Mississippi Museum of Natural Science
- Established: 1932
- Location: Jackson, Mississippi, United States
- Website: www.mdwfp.com/location/museum-natural-science

= Mississippi Museum of Natural Science =

Museum in Jackson, Mississippi

The Mississippi Museum of Natural Science is a museum located in Jackson, Mississippi, United States. It is the largest museum in Mississippi.

==History==
The museum was founded in 1933 by Francis A. Cook as a part of the Mississippi Game and Fish Commission. Francis 'Fannie' Cook led a drive to found the Game and Fish Commission the 1920s, including traveling education exhibits at local and state fairs. Then in 1932, Cook wrote the state's first game laws, and became the museum's first director after the Commission was established by the legislature. In the last seventy years, the main attendees have been the school children and educational institutions.

==Exhibits==
The museum is located in LeFleur's Bluff State Park and features aquariums, habitat exhibits, and nature trails specializing in the flora and fauna of Mississippi. The museum also houses the state's systematic collections, containing more than a million specimens of fish, reptiles, amphibians, birds, mammals, invertebrates, plants, and fossils.
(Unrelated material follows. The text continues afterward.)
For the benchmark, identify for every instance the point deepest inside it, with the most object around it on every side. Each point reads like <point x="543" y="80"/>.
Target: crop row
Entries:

The most complete and most used of these collections of taxa are the freshwater fish and mollusks. This museum acts as both a center for research and education. The mission for the Mississippi Museum of Natural Science is to promote understanding and appreciation of Mississippi's biological diversity through collections, research, scientific data bases, education, and exhibits; and to inspire the people of Mississippi to respect the environment and to preserve natural Mississippi.